Confounding is a bias that threatens the validity of causal inferences in a study. Rothman and Greenland defined confounding: “A confounding factor must not be affected by the exposure or disease. In particular, it cannot be an intermediate step in the causal pathway between the exposure and the disease.”
Controlling for confounders is particularly vital for observational studies, where subjects are not randomly assigned to different groups. A recent cross-sectional study of 4 major orthodontic journals reported that only 17% of the studies adjusted for confounders.
There are 3 principal methods for assessing confounders: traditional approach (also called standard approach), noncollapsibility approach, and causal diagrams through the use of directed acyclic graphs (DAGs).
In the traditional approach, a variable is a confounder if it is associated with the exposure (E), is an independent risk factor to the outcome (D), and is not on the causal pathway between E and D. The problem with this approach is that some variables meet these criteria, but they are not genuine confounders. This could confuse the association between E and D and introduce bias.
The noncollapsibility concept states that a confounder is identified when the crude or unadjusted estimate for the relationship between E and D is different from the estimate calculated after adjusting for potential confounders. This concept can also lead to inappropriate adjustment and invalid inferences, since the adjusted estimate is not always a less biased one than the unadjusted estimate. For instance, the change in estimate could still occur when an adjustment is implemented for a covariate that is not a confounder because it is on the causal pathway between E and D. This inappropriate adjustment is likely to result in overestimation or underestimation of the true association.
Selection bias is a systematic and nonrandom error that can occur when the methods of subject enrollment into a study or allocations to treatment groups are systematically different among the selected groups. An example of selection bias is when an investigator plans to study retrospectively the effectiveness of functional appliances in the treatment of adolescents with Class II Division 1 malocclusion. The investigator decides to include only successfully treated patients, thus introducing selection bias into the study.
The third approach to control for confounders is the use of causal diagrams or DAGs. DAGs are directed (1 direction), acyclic (no cycles, cannot go back in circle), and graphic (diagrammatic) representations of the causal relationship among variables in a model.
Both the traditional and noncollapsibility approaches depend only on statistical associations among variables with no attention to the background knowledge of the study subject. Failure to consider background knowledge can result in either incomplete adjustment for confounding or overadjustment by inclusion of unnecessary variables in the analysis.
Causal diagrams (DAGs) address the above limitations by combining statistical associations (quantitative approach) with the a priori subject-matter knowledge of the causal relationships among E, D, and the confounders (qualitative approach). DAGs provide a quick and simple visual representation of the structural associations at the design stage of a study, aid in determining which variables to adjust for, and distinguish a genuine confounder from nonconfounders.
However, DAGs are still not very suitable to assess effect modifications (also known as statistical interactions among causes) and strengths of associations between variables (correlation coefficients), or for parametric structural modeling.

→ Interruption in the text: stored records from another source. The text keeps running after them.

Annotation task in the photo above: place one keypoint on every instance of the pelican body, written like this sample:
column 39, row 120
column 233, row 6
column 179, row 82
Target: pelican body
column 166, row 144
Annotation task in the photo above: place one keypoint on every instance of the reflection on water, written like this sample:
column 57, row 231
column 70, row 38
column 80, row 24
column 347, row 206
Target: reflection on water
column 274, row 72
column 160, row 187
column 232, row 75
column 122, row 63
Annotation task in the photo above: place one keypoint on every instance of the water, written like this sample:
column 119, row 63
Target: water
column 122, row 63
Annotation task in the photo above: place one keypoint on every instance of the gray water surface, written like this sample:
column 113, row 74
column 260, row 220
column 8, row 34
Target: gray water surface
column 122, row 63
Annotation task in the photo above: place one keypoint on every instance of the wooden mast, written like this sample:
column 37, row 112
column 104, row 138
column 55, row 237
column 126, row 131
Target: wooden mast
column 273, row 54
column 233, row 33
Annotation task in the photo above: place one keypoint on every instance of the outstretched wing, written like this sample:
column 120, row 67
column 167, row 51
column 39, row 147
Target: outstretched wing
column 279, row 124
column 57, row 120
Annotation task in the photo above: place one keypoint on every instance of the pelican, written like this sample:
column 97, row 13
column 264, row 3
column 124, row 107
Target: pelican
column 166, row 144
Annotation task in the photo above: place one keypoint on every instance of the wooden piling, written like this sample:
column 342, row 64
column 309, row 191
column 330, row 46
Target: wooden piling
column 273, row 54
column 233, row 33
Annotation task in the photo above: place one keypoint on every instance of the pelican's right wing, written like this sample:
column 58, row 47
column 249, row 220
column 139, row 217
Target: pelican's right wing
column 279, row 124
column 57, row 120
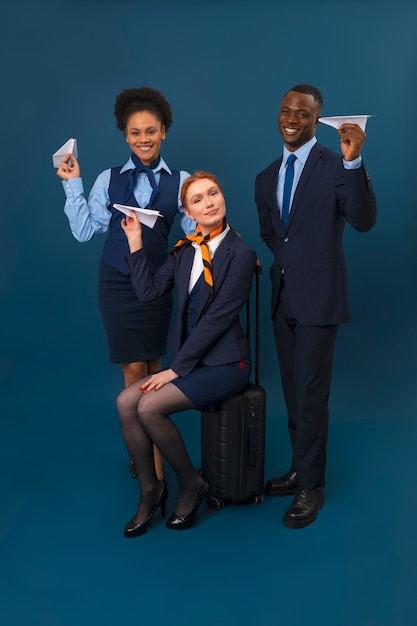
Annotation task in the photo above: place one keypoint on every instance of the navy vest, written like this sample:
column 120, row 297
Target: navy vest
column 155, row 240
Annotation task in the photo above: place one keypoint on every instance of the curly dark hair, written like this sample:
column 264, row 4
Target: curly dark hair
column 141, row 99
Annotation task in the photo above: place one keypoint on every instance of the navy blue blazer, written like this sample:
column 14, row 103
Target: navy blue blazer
column 218, row 337
column 309, row 251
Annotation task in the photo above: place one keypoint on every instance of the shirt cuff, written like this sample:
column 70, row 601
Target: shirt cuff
column 353, row 165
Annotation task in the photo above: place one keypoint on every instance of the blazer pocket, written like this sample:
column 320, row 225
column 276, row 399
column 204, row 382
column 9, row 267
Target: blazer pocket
column 327, row 264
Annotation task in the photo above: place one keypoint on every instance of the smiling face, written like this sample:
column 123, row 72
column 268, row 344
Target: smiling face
column 204, row 203
column 144, row 133
column 297, row 119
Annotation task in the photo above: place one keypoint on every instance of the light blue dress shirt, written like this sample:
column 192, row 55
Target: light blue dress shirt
column 92, row 218
column 302, row 155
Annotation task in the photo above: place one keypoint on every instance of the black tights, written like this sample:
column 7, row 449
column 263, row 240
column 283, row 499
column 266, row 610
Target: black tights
column 145, row 421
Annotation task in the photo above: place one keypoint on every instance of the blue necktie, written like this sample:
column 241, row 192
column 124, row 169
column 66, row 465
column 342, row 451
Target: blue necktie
column 289, row 177
column 140, row 167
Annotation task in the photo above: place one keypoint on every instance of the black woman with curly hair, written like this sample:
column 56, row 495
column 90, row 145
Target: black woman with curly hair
column 136, row 332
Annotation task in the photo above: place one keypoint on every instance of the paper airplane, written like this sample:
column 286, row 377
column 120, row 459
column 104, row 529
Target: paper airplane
column 337, row 120
column 145, row 216
column 69, row 146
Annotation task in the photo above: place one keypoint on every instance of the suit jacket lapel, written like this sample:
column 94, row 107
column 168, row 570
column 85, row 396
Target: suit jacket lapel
column 219, row 259
column 313, row 158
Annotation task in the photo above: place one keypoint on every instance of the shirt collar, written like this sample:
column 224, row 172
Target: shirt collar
column 129, row 165
column 214, row 243
column 301, row 153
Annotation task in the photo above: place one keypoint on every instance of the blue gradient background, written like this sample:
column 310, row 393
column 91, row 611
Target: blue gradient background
column 223, row 66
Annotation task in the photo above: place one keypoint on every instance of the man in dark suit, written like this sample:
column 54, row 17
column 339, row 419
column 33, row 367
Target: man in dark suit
column 302, row 216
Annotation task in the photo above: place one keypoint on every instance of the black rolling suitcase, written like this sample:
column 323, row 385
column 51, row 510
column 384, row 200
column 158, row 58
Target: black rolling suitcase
column 233, row 437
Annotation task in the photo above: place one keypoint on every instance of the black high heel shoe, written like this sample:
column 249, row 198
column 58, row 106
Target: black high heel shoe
column 183, row 522
column 135, row 529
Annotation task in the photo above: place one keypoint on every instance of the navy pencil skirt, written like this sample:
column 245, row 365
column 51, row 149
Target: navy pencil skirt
column 136, row 331
column 207, row 385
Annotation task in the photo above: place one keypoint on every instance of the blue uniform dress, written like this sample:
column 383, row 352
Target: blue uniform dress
column 135, row 331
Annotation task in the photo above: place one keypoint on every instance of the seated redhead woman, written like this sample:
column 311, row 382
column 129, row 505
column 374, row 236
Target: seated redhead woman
column 211, row 272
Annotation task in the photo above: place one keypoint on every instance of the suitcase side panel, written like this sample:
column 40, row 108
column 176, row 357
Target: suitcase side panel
column 233, row 445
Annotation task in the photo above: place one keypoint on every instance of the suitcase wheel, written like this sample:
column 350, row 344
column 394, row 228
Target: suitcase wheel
column 216, row 503
column 258, row 499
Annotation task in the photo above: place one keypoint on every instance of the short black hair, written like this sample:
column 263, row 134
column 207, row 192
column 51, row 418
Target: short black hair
column 310, row 90
column 141, row 99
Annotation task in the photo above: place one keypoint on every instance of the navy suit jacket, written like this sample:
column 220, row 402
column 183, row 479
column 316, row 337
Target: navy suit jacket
column 217, row 338
column 309, row 251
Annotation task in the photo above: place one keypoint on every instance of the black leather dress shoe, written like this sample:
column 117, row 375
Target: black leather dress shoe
column 305, row 507
column 283, row 485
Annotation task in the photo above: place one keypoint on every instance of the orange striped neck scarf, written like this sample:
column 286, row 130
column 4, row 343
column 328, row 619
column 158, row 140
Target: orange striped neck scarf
column 202, row 241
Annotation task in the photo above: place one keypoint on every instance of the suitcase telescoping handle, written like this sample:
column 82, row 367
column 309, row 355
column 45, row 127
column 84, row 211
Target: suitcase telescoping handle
column 258, row 272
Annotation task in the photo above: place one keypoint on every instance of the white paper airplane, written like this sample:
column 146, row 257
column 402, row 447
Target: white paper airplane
column 69, row 146
column 337, row 120
column 146, row 216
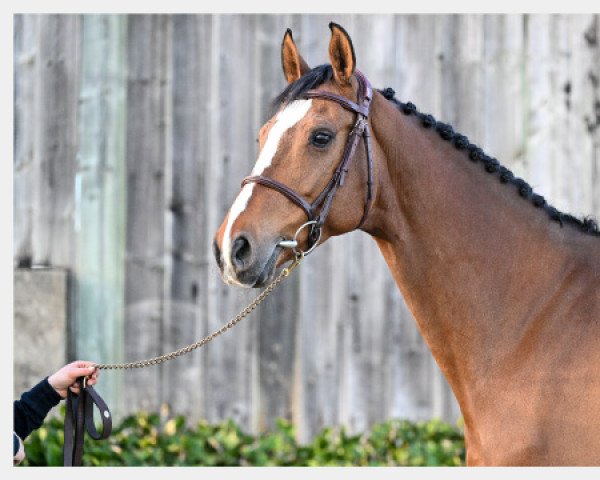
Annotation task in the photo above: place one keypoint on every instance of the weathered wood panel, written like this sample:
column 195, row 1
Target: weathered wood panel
column 148, row 159
column 100, row 198
column 194, row 91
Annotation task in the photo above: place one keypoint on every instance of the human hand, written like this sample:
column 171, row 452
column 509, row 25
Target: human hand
column 66, row 377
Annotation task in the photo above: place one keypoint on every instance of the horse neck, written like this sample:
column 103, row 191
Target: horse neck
column 471, row 257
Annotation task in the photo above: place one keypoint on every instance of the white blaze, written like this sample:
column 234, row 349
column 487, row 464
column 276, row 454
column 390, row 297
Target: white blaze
column 284, row 120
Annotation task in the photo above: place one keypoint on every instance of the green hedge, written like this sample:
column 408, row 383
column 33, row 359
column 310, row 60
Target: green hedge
column 142, row 440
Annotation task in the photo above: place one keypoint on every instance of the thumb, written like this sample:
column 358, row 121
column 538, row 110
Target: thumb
column 82, row 371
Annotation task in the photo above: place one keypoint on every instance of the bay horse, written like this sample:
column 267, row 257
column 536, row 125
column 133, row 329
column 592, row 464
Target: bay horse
column 505, row 288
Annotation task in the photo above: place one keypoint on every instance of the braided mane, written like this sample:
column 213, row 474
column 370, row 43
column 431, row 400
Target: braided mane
column 324, row 73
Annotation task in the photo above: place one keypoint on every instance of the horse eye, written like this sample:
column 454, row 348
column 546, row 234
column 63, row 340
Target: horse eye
column 321, row 139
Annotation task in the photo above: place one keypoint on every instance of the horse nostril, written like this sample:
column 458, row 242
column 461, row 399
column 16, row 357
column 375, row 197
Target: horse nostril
column 240, row 251
column 217, row 253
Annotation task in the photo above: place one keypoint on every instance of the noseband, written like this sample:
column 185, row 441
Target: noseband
column 318, row 210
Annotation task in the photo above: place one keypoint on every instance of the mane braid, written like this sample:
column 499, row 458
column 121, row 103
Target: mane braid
column 324, row 73
column 491, row 165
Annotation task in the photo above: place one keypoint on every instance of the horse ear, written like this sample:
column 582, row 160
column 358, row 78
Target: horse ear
column 292, row 62
column 341, row 54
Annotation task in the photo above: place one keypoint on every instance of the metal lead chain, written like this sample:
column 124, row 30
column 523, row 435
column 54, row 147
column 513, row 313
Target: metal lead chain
column 182, row 351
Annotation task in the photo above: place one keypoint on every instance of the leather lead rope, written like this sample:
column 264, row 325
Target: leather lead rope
column 79, row 417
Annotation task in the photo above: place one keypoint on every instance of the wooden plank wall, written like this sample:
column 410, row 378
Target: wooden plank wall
column 132, row 134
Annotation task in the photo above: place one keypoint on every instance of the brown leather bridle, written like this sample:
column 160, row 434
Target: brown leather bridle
column 318, row 210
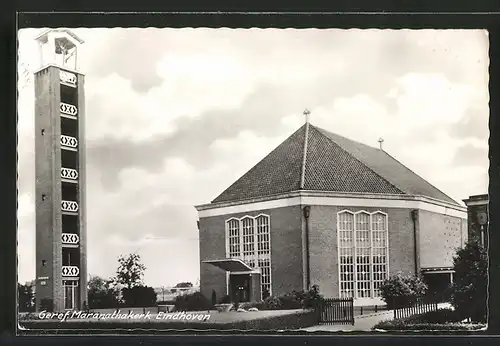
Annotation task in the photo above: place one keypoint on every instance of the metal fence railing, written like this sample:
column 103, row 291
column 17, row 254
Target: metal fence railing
column 416, row 307
column 336, row 311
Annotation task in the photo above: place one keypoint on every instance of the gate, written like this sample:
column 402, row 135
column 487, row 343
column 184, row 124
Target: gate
column 336, row 311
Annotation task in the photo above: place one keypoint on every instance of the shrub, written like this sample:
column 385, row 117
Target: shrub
column 401, row 290
column 166, row 302
column 401, row 325
column 192, row 302
column 469, row 290
column 139, row 296
column 292, row 300
column 436, row 316
column 312, row 298
column 442, row 319
column 272, row 303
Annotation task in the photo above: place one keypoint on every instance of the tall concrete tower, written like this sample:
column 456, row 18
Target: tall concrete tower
column 61, row 248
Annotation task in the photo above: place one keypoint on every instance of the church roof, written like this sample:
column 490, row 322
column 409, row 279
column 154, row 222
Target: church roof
column 328, row 162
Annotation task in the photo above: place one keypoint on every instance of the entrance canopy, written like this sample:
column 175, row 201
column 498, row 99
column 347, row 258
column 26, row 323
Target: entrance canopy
column 442, row 270
column 231, row 265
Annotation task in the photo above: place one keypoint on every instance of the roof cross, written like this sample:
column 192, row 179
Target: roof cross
column 306, row 113
column 380, row 141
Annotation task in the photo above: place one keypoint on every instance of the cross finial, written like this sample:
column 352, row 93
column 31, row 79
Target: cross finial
column 306, row 113
column 380, row 141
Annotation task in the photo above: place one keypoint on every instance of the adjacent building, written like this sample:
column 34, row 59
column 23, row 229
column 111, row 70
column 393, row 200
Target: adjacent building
column 61, row 263
column 321, row 209
column 477, row 210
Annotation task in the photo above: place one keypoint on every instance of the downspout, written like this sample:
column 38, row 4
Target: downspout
column 306, row 210
column 416, row 240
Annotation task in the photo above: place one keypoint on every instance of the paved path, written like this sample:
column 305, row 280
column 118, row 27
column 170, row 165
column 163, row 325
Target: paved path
column 361, row 323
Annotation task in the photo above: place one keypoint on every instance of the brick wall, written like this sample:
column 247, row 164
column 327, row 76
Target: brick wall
column 286, row 250
column 437, row 236
column 323, row 244
column 440, row 236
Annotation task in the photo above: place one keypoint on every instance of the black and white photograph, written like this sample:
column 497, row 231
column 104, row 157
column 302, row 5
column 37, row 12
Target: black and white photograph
column 262, row 179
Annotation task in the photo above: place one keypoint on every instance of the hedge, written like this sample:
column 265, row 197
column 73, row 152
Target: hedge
column 398, row 325
column 439, row 320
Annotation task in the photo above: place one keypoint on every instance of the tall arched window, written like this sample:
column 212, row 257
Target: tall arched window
column 362, row 248
column 233, row 227
column 249, row 239
column 379, row 250
column 346, row 254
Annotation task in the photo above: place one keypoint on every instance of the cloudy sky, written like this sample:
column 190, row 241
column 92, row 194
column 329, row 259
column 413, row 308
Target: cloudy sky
column 174, row 116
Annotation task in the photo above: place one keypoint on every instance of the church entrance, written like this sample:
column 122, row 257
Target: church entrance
column 239, row 287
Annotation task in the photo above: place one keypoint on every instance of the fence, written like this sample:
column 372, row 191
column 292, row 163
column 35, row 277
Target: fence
column 420, row 306
column 336, row 311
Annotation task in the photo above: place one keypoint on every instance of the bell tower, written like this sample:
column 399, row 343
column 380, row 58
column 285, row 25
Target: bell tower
column 61, row 248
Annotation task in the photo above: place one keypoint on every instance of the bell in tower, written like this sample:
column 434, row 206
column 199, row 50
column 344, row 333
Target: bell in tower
column 59, row 47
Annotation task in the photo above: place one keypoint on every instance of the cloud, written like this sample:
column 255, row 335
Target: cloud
column 470, row 155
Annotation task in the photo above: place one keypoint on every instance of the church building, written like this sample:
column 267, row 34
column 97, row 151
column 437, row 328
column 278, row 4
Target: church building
column 324, row 210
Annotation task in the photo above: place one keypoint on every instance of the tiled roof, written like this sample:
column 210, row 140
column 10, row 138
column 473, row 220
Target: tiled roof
column 333, row 163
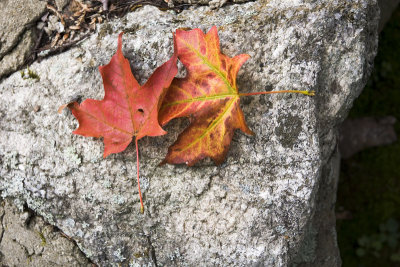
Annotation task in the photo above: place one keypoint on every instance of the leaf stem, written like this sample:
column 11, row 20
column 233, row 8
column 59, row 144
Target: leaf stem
column 137, row 163
column 310, row 93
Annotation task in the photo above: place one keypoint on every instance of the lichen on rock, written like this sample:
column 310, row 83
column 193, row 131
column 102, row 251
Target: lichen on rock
column 252, row 210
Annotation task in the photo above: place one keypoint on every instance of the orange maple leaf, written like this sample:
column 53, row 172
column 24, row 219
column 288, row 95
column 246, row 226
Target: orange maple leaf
column 209, row 94
column 128, row 110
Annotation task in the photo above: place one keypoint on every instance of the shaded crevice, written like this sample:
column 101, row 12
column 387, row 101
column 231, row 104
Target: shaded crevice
column 56, row 230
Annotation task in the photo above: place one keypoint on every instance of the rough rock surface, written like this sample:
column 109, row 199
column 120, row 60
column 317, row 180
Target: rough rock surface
column 17, row 34
column 262, row 206
column 26, row 240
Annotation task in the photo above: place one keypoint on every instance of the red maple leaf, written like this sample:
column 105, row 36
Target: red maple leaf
column 128, row 110
column 209, row 95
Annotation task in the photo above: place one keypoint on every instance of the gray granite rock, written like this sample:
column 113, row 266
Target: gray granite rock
column 17, row 34
column 260, row 206
column 27, row 240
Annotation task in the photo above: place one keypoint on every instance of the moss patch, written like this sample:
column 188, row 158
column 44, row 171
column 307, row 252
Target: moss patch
column 369, row 186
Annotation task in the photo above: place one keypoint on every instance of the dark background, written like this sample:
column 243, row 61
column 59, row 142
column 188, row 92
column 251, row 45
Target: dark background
column 368, row 200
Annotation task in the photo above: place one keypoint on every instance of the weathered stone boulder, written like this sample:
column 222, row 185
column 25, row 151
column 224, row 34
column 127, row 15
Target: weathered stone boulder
column 26, row 240
column 264, row 206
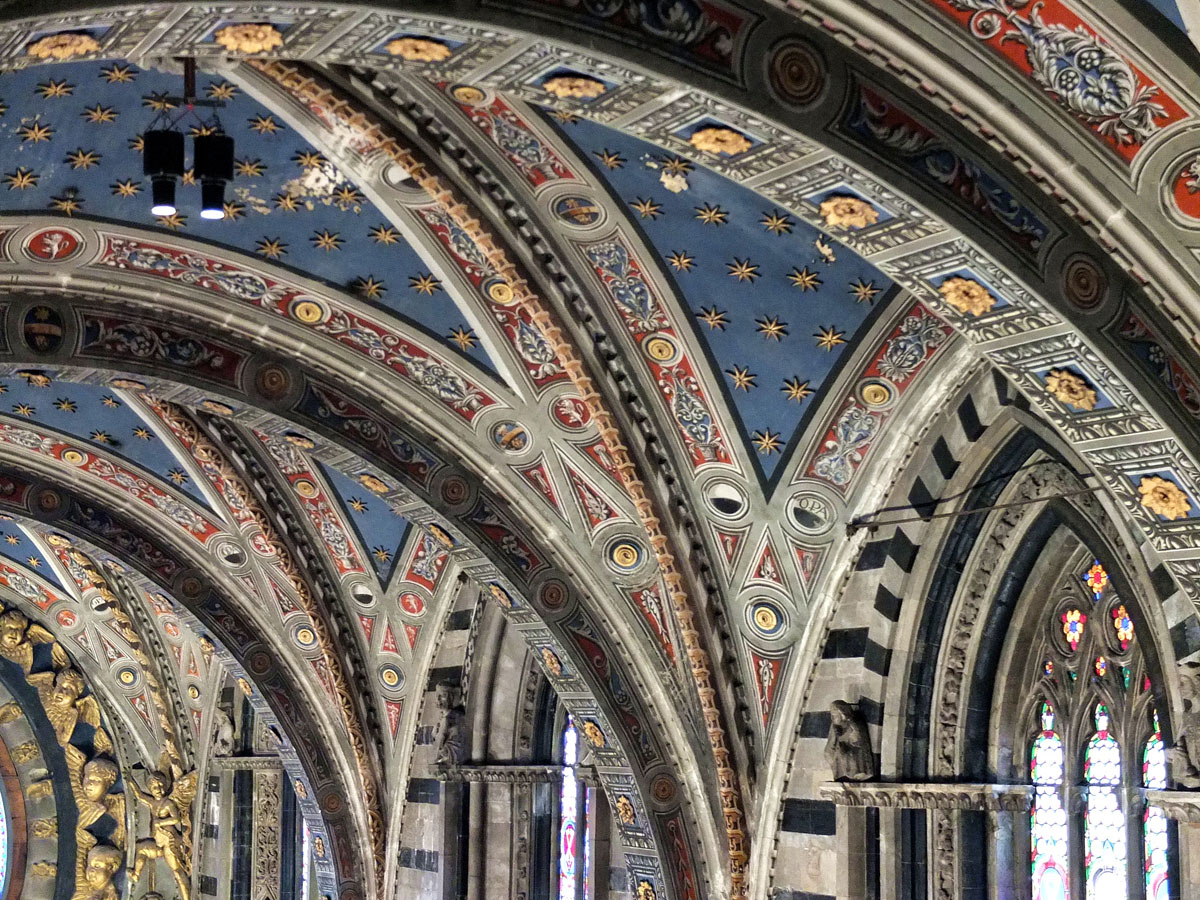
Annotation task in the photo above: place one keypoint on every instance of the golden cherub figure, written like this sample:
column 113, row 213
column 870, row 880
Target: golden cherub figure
column 19, row 636
column 169, row 797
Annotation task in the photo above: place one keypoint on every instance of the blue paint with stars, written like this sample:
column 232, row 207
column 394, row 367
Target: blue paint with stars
column 67, row 131
column 381, row 531
column 99, row 420
column 18, row 549
column 760, row 324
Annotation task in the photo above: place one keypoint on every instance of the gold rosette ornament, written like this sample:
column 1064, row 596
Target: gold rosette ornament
column 64, row 46
column 720, row 141
column 249, row 37
column 418, row 49
column 574, row 87
column 844, row 211
column 1071, row 389
column 1163, row 497
column 967, row 295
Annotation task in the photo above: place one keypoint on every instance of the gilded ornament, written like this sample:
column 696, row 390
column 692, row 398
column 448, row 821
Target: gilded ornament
column 249, row 37
column 553, row 665
column 1163, row 497
column 168, row 796
column 1071, row 389
column 574, row 88
column 594, row 735
column 64, row 46
column 966, row 295
column 846, row 211
column 720, row 141
column 418, row 49
column 625, row 810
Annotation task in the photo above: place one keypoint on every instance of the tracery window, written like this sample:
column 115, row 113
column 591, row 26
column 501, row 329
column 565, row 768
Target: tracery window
column 1095, row 720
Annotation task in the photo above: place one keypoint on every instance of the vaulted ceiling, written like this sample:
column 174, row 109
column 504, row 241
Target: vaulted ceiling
column 625, row 337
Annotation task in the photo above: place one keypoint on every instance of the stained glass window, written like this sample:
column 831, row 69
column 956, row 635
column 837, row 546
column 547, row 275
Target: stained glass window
column 1153, row 775
column 1104, row 826
column 1049, row 819
column 568, row 821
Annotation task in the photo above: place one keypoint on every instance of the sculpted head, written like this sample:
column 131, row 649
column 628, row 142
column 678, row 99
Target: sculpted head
column 103, row 863
column 99, row 778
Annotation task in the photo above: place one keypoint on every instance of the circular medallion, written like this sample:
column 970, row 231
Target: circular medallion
column 624, row 556
column 53, row 245
column 579, row 211
column 571, row 412
column 553, row 594
column 1084, row 282
column 310, row 312
column 390, row 677
column 412, row 603
column 305, row 637
column 305, row 487
column 454, row 490
column 660, row 349
column 796, row 72
column 501, row 292
column 511, row 437
column 467, row 94
column 766, row 618
column 273, row 382
column 876, row 393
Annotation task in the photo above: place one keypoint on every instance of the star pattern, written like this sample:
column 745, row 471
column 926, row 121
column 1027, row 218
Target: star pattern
column 75, row 148
column 755, row 280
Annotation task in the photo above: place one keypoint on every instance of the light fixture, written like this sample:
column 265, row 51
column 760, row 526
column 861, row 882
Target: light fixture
column 214, row 168
column 162, row 149
column 162, row 162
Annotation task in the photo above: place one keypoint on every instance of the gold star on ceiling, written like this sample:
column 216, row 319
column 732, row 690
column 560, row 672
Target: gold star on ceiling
column 221, row 91
column 465, row 337
column 777, row 222
column 370, row 288
column 99, row 114
column 681, row 261
column 713, row 317
column 327, row 240
column 21, row 179
column 742, row 269
column 67, row 203
column 250, row 168
column 271, row 247
column 424, row 283
column 796, row 389
column 309, row 159
column 384, row 234
column 35, row 132
column 804, row 279
column 264, row 124
column 157, row 102
column 52, row 89
column 83, row 159
column 863, row 292
column 712, row 215
column 743, row 378
column 117, row 73
column 767, row 442
column 647, row 208
column 828, row 337
column 771, row 328
column 609, row 159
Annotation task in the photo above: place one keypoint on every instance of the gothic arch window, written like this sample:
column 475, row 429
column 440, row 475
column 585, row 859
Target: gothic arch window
column 1095, row 742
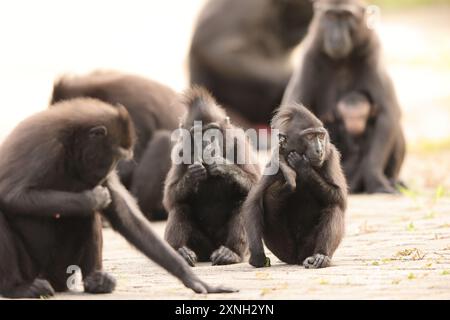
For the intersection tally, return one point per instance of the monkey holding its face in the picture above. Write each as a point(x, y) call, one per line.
point(299, 210)
point(204, 198)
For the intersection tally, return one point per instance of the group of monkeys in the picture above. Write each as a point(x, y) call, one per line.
point(64, 169)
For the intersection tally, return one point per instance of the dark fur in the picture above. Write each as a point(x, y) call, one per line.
point(298, 212)
point(204, 201)
point(155, 112)
point(51, 165)
point(327, 73)
point(241, 52)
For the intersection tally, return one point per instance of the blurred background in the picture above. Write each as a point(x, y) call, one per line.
point(40, 40)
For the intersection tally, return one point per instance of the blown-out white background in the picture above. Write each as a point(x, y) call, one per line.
point(41, 39)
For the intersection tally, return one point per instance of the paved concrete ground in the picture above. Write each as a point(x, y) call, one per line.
point(397, 247)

A DAG is a nonparametric structural method to identify potential confounders through the encoding of assumptions (subject-matter knowledge) about the causal effects in a study and the description of the associations and causations among variables in the form of a graph. DAG is nonparametric, because it does not specify how the relationships among variables should be estimated or the probability distribution of the variables; a DAG presents these relationships in a graphic way instead.
A DAG consists of 3 main elements: nodes (variables), directed arrows (also called edges) connecting the nodes to represent the temporal relationship between the variables (arrows move in 1 direction, from left to right only, since the future cannot cause the past); and the researcher’s subject-matter knowledge about the causal relationships among the variables drawn in the DAG.
Basic DAG terminology
In this example, we want to investigate the effects of full fixed orthodontic appliances (intervention) on the occurrence of labial gingival recession (outcome) in a case-control study. The cases are patients who have labial gingival recession (outcome), and the controls are those who do not have recession (outcome), whereas the exposure is full fixed orthodontic treatment vs no orthodontic treatment.
The first step is to identify the variables of interest. From the above example, we identified 4 binary variables. “OT” denotes the exposure of interest: full fixed orthodontic appliance treatment; “GLR” denotes the outcome: gingival labial recession; “C” is the confounder: which in this study is patient’s age; and “S” stands for selection bias: bias during the selection process into the case or control group.
The second step is to draw a DAG to model the causal assumptions presented (DAGitty software was used in this example [ www.dagitty.net/ ], but other software programs are also available). We now explain the key concepts behind DAGs using our example.
In Figure 1 , the omission of an arrow connecting the exposure “OT” to the disease “GLR” indicates that the probability of developing the disease is the same in the treated and untreated patients. In other words, “OT” does not have a causal association with “GLR,” and the 2 variables are independent.